The ensemble of these "fragments" seemed to invoke the sense of a number of simultaneous ethical and experiential scenarios articulated, both gently and passionately, through visual gesture and auditory repetition. The multiplication of access points—standing, walking, watching a film, casting a shadow in front of a video image, sitting with others to see and hear up close moved Sternberg's filmic elements away from their usual context of directional film-flow, into a space of tangential and multi-valent address.
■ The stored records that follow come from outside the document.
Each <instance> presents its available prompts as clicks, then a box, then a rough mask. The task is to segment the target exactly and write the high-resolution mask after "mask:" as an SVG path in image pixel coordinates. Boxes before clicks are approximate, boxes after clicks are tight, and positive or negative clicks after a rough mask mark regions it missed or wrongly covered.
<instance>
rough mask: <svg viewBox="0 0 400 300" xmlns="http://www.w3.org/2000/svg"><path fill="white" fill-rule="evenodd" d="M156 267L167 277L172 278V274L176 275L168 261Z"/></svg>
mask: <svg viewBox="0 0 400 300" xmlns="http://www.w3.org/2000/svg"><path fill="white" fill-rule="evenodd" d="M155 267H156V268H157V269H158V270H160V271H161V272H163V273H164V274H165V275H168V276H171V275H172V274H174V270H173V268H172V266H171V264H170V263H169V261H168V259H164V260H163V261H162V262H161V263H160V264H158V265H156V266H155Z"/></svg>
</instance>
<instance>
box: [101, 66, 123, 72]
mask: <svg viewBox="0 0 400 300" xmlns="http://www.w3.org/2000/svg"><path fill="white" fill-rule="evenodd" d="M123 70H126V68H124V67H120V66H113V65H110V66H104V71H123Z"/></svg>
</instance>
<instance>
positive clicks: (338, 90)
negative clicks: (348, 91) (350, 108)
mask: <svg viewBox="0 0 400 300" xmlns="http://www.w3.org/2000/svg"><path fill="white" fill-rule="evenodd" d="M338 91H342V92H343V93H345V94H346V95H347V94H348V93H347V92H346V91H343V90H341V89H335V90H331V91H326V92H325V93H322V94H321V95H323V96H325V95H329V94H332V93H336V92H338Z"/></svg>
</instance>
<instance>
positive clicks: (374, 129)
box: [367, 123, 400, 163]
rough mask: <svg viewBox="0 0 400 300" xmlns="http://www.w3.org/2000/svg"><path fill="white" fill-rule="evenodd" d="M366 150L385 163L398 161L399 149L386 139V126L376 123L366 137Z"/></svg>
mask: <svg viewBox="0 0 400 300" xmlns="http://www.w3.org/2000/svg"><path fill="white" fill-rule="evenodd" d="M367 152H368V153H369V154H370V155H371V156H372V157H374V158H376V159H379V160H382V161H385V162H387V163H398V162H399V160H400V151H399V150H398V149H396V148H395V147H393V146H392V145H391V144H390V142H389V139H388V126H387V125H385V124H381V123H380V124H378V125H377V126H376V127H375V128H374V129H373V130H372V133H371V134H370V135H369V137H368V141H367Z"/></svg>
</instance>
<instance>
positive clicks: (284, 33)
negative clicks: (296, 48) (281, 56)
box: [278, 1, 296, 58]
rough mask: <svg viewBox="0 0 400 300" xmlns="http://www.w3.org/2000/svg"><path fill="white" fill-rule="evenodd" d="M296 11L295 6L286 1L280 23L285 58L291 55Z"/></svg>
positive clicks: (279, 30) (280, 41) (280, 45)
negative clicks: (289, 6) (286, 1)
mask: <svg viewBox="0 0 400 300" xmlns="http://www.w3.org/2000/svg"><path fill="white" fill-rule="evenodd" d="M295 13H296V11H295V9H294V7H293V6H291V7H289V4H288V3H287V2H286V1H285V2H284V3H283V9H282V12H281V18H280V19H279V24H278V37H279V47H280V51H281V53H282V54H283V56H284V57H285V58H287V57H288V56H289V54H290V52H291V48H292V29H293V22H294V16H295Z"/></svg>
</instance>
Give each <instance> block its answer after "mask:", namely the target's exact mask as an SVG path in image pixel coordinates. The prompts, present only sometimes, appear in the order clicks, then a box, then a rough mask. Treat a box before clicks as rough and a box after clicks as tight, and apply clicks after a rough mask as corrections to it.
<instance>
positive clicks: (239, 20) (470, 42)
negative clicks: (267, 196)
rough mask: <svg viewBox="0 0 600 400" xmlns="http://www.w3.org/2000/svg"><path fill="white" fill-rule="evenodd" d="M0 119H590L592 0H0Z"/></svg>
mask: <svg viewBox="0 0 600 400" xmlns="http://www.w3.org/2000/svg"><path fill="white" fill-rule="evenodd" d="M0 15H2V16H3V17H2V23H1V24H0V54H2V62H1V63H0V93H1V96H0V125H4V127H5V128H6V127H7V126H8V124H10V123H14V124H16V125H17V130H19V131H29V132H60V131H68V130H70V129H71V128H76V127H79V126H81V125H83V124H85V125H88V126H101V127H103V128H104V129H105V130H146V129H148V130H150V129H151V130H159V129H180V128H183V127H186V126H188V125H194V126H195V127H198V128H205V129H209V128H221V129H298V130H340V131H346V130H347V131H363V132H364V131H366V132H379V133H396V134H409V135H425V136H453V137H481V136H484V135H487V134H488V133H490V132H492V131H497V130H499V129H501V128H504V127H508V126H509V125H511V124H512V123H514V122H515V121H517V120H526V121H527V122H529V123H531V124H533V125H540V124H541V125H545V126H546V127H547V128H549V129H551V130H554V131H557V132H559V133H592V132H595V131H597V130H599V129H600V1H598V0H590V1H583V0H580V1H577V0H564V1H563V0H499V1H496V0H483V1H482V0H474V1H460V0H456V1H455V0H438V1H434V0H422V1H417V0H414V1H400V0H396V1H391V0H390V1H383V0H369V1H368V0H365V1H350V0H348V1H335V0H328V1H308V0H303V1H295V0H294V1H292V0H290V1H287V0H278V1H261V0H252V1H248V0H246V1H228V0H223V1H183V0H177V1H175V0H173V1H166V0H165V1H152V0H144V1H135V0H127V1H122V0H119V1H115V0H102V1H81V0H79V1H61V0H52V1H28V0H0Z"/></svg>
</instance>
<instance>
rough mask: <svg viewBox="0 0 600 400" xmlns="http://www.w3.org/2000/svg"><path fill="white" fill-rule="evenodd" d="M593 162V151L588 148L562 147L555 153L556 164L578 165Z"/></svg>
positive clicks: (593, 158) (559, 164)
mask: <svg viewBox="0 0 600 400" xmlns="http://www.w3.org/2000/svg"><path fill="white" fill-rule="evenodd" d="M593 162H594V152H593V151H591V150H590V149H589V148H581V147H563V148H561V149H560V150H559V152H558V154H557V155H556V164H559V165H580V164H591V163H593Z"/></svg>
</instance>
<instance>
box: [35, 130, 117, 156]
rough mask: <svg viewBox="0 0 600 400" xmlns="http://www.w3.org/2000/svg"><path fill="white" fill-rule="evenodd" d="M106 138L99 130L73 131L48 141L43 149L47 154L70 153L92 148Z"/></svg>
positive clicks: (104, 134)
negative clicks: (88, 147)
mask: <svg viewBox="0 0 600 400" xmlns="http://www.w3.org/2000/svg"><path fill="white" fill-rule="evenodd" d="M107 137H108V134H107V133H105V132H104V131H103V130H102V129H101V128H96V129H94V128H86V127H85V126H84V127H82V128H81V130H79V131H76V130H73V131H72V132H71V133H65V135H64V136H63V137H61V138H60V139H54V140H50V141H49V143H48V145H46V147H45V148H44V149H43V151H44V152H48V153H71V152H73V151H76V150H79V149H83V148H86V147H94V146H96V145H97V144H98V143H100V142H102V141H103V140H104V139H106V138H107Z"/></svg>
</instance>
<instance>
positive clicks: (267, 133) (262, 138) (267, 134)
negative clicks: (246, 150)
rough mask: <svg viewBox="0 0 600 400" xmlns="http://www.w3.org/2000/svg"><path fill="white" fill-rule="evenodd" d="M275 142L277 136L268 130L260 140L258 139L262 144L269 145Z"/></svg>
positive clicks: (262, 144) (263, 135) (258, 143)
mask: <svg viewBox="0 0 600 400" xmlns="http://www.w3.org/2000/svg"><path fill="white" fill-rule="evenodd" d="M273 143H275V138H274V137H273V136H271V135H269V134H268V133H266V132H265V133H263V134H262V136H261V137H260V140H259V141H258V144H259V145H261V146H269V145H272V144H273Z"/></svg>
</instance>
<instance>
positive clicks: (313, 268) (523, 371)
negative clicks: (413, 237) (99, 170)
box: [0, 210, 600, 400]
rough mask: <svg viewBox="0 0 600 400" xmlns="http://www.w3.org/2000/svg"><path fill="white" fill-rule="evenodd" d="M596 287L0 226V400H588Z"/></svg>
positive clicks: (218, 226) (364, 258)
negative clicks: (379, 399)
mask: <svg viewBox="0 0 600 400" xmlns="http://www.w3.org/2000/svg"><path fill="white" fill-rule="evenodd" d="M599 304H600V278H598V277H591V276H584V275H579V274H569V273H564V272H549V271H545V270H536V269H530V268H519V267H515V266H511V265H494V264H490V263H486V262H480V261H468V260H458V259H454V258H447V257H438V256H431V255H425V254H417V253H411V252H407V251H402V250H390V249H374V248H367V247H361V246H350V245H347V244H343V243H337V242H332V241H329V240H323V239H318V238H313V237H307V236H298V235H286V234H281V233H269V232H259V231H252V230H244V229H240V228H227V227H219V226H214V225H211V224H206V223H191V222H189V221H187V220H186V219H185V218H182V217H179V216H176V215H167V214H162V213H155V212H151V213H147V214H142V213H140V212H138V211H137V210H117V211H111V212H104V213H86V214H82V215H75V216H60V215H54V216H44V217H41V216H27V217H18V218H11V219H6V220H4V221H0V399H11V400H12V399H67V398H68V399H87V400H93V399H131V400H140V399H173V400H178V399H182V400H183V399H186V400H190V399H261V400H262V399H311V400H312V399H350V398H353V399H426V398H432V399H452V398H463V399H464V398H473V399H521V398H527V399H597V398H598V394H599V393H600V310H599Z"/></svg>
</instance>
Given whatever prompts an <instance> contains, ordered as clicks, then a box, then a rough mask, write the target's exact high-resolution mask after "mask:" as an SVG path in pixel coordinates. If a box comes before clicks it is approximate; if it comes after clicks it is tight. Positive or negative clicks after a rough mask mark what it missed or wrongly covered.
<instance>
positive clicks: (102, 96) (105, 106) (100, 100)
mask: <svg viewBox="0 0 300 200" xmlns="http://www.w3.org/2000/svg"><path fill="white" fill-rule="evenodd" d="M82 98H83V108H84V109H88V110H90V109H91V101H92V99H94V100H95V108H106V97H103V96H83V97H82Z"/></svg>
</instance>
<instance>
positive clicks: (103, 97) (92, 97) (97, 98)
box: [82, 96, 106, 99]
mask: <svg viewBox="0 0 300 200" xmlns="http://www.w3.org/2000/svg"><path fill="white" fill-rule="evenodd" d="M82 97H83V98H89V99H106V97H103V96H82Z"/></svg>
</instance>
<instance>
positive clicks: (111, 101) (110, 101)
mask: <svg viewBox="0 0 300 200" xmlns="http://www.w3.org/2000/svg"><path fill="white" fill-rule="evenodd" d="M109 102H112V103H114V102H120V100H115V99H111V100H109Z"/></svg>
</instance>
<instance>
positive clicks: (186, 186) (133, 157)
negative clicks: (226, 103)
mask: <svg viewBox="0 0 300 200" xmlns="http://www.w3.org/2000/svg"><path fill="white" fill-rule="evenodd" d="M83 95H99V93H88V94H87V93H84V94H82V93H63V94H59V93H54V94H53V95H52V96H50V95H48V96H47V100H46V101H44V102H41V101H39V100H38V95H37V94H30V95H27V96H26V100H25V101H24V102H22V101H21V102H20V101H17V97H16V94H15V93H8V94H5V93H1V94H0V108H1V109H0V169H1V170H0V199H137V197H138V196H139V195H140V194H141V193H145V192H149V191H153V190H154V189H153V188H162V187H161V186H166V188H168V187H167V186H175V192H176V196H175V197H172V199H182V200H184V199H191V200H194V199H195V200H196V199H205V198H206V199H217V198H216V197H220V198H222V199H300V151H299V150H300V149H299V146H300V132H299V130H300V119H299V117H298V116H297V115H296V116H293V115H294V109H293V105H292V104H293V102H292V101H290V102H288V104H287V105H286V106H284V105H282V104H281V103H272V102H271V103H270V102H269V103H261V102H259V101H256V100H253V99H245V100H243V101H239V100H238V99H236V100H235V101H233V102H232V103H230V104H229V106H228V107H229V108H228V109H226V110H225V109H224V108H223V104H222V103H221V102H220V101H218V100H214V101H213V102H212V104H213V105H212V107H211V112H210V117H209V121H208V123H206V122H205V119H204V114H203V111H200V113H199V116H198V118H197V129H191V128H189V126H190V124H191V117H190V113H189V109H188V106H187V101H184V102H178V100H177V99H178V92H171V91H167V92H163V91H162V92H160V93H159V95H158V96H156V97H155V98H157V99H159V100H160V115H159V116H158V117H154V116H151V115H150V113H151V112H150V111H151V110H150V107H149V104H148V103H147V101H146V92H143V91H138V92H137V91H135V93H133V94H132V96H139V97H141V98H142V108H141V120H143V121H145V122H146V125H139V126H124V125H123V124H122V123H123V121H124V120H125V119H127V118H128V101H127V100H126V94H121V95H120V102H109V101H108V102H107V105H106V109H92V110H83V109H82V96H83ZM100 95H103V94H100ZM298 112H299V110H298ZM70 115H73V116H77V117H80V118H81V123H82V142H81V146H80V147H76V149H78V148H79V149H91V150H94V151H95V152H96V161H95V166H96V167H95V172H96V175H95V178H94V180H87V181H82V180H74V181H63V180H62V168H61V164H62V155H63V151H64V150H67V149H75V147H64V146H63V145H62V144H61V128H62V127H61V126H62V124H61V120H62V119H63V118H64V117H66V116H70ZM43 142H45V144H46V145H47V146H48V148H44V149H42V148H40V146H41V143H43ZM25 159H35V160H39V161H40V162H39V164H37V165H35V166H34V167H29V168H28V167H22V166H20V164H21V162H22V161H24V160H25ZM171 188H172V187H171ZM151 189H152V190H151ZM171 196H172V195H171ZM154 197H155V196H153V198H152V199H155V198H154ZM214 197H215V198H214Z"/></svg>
In pulse.scan.fold concepts of rhythm, flow, opacity, transparency and depth in Sternberg's work found new and different means of expression, both through the media environments just described, and in relation to the echoes and metaphoric linkages set into motion by the textures and careful placement of Rae Davis's paper constructions.

 

Davis and Sternberg have continued their work together, building on pulse.scan.fold to develop Surge, an installation exhibited at the Art Gallery of Windsor in 1998 and at Galerie Articule in Montreal in 1999. This ambitious project continues to explore their concern with "way(s) of being in the world layered, shifting, expandable, unresolvable,"(2) through a combination of film and video projection, sculptural objects and spatial relationships. The continuing evolution of Sternberg's collaboration with Davis on installation projects suggests new ways of looking at ideas of space and viewership in her films, whereby images travel, on a number of literal and metaphorical levels, from the world to the screen and back and forth in flexible cycles of exchange and transformation.

 

Notes

(1) Barbara Godard, "Theatres of Perception: The Filmworks of Barbara Sternberg and the Paperworks of Rae Davis," in Tim Dallett, ed., Image/Duration: Installations of the Moving Image (Ottawa: Gallery 101, 1999), pp. 47-79

 

(2) Barbara Sternberg and Rae Davis, "Surge", artists' statement, 1998.